A solution of 6.7 g 2,5-diethoxy-4-methoxybenzaldehyde in 21 g glacial acetic acid was treated with 3.1 g nitroethane and 1.93 g anhydrous ammonium acetate, and heated on the steam bath for 2.5 h. The addition of a small amount of H2O to the hot reaction mixture instituted crystallization of an orange product which, after the mixture had come to room temperature and stood for several h, was removed by filtration, H2O washed, and air dried. The product, 1-(2,5-diethoxy-4-methoxyphenyl)-2-nitropropene, was dull orange in color, weighed 3.0 g and had a mp of 84-86 °C. An analytical sample from toluene had a mp of 85-86 °C. Anal. (C14H19NO5) C,H.

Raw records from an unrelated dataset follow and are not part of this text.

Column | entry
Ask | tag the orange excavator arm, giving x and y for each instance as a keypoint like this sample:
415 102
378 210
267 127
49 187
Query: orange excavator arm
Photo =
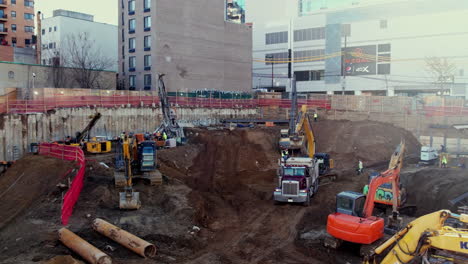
391 175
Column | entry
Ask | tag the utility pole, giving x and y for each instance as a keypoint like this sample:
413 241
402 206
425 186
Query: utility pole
270 58
343 66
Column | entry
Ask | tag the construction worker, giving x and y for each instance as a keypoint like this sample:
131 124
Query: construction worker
444 161
360 167
365 191
285 154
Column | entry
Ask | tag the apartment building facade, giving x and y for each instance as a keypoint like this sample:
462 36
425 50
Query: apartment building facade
56 32
193 44
386 46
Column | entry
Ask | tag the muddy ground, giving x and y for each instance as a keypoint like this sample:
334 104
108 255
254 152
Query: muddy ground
221 182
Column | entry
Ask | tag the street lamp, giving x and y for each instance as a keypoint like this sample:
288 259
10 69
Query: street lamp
270 57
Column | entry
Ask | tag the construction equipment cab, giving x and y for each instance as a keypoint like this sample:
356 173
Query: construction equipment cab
297 180
439 237
353 220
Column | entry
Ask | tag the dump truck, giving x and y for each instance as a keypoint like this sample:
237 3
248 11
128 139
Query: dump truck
298 180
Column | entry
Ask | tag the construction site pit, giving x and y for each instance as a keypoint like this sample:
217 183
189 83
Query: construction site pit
215 205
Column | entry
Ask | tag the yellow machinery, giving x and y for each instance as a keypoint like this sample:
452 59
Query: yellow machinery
433 237
129 199
98 145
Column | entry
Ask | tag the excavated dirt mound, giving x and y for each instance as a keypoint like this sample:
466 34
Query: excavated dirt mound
432 189
372 142
222 183
28 180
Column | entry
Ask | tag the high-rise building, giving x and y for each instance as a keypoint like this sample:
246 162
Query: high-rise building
67 28
16 26
193 44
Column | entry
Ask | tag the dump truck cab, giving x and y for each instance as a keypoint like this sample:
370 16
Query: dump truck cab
297 180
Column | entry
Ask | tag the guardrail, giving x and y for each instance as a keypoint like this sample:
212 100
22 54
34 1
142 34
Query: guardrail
370 104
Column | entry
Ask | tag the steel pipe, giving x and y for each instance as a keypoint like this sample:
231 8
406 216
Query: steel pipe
124 238
83 248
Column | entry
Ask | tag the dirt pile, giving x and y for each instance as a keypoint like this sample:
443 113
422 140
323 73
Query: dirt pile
372 142
432 189
29 179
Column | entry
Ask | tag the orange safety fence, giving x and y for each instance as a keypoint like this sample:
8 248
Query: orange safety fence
72 153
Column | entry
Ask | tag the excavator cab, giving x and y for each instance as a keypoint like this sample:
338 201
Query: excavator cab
350 203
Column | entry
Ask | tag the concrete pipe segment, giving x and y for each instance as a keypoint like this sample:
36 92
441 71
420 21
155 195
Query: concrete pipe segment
83 248
132 242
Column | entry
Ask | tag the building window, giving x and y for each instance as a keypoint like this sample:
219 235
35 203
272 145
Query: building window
147 5
305 76
309 34
147 81
131 82
278 58
276 38
131 63
309 55
147 62
131 44
28 16
147 23
384 48
131 26
383 23
131 7
147 43
383 69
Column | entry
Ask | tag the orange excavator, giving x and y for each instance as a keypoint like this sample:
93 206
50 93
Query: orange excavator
353 220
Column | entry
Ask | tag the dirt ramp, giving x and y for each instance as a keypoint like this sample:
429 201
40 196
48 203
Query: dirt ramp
372 142
26 181
431 189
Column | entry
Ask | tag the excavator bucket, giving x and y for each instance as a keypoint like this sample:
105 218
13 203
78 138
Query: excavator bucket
129 200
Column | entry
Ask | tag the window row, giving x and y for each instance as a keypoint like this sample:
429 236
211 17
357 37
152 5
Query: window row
131 6
146 62
304 76
26 3
309 55
277 58
50 30
276 38
132 44
146 24
146 82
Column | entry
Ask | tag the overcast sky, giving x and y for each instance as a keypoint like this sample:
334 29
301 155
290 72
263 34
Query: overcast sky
104 11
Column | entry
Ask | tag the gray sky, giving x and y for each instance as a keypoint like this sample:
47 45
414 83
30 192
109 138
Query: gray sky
104 11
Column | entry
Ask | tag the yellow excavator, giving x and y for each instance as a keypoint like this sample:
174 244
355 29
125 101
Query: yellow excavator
439 237
128 199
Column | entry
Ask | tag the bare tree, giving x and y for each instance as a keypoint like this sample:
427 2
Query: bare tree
441 71
85 60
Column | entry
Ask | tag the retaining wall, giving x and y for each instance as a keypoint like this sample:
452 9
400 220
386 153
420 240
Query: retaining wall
17 131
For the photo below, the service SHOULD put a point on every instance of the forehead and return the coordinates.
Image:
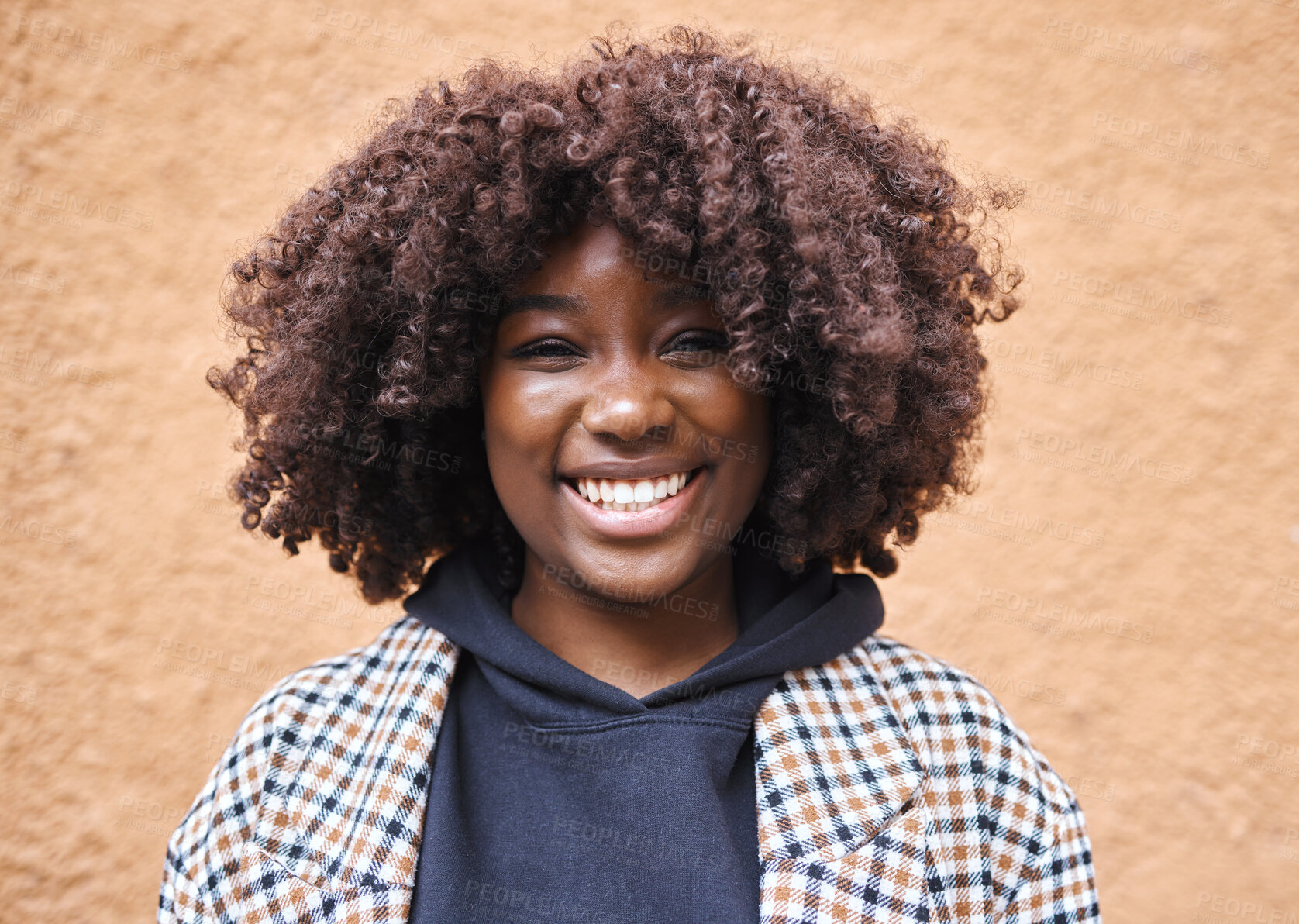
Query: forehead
(587, 259)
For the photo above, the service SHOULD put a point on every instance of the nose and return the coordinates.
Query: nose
(626, 407)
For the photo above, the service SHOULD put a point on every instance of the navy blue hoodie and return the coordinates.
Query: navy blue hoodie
(557, 797)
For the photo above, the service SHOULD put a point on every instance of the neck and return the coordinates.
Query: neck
(636, 641)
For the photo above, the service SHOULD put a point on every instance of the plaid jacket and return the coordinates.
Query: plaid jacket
(890, 788)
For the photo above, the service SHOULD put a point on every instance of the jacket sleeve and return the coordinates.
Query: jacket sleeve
(1062, 888)
(203, 854)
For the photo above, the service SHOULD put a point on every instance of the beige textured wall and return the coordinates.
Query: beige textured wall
(1126, 578)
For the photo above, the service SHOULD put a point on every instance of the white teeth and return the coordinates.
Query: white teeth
(624, 494)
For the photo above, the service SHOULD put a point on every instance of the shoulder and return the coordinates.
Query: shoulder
(222, 815)
(947, 711)
(984, 768)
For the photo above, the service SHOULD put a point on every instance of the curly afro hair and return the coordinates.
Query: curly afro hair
(847, 263)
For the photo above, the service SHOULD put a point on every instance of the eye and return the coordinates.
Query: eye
(698, 347)
(547, 349)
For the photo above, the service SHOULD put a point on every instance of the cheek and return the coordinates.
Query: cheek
(742, 419)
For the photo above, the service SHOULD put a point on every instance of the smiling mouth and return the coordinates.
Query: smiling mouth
(630, 494)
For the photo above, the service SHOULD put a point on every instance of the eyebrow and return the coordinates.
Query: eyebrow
(672, 295)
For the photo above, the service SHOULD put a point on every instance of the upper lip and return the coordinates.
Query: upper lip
(632, 470)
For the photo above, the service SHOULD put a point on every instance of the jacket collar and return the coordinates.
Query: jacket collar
(346, 789)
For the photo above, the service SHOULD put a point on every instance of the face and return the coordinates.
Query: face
(608, 382)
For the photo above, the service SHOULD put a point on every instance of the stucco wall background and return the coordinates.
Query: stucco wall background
(1126, 578)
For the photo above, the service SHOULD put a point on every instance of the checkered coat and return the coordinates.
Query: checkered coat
(890, 788)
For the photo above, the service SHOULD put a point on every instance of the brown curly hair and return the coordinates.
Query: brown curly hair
(838, 250)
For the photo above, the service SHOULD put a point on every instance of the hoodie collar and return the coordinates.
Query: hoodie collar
(344, 793)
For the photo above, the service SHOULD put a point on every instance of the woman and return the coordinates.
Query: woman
(638, 355)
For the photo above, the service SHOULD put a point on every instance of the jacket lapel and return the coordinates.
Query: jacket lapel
(841, 832)
(340, 818)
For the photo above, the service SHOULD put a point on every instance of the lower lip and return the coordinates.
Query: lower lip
(628, 524)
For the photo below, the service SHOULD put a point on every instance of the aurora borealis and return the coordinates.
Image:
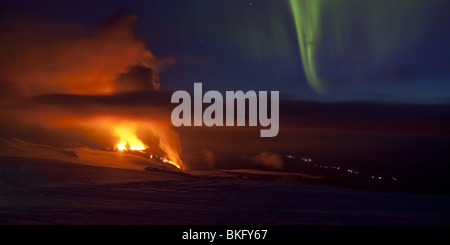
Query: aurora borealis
(368, 33)
(323, 50)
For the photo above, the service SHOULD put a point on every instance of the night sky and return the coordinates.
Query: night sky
(350, 50)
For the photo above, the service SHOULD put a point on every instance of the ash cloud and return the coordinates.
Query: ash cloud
(46, 58)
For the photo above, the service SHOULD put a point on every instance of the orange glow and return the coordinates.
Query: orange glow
(128, 139)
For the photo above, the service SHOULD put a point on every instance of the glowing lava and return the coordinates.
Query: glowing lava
(128, 139)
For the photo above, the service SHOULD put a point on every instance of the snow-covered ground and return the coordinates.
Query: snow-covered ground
(45, 185)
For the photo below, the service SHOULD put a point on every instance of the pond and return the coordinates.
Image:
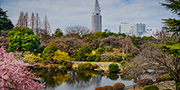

To a gently refluxing suspension of 2.0 g LAH in 250 mL anhydrous Et2O under a He atmosphere, there was added 2.8 g 1-(2,5-diethoxy-4-methoxyphenyl)-2-nitropropene by allowing the condensing Et2O to drip into a shunted Soxhlet thimble containing the nitrostyrene. This effectively added a warm saturated solution of the nitrostyrene dropwise. The addition took 1 h and the refluxing was continued for an additional 6 h. The reaction mixture was brought down to ice-bath temperature, and the excess hydride was destroyed by the cautious addition of 150 mL 1.5 N H2SO4. When the aqueous and Et2O layers were finally clear, they were separated and 50 g of potassium sodium tartrate were dissolved in the aqueous fraction. Aqueous NaOH was then added until the pH was >9, and this was then extracted with 3x150 mL CH2Cl2. Removal of the solvent under vacuum produced 2.3 g of a clear white oil that was dissolved in 300 mL anhydrous Et2O and saturated with anhydrous HCl gas. At first the solution remained completely clear, and finally there was the start of the formation of fine white crystals. When the crystallization was complete, these solids were removed by filtration, Et2O washed, and air dried. There was thus obtained 2.2 g of 2,5-diethoxy-4-methoxyamphetamine hydrochloride (EME) with a mp of 162-164 °C with prior softening at 154 °C. Anal. (C14H24ClNO3) C,H,N.
DOSAGE: unknown.
DURATION: unknown.
EXTENSIONS AND COMMENTARY: This is another of the collection of all possible ethoxy homologues of TMA-2. The latter and heavier members of this series were synthesized and completed before the directions of biological activity had become evident from the earlier ones. This compound has never been assayed, and it is a reasonable guess that it will have a very low potency, with hints of toxicity at higher dose levels. I suspect that it will never be assayed, certainly not by me.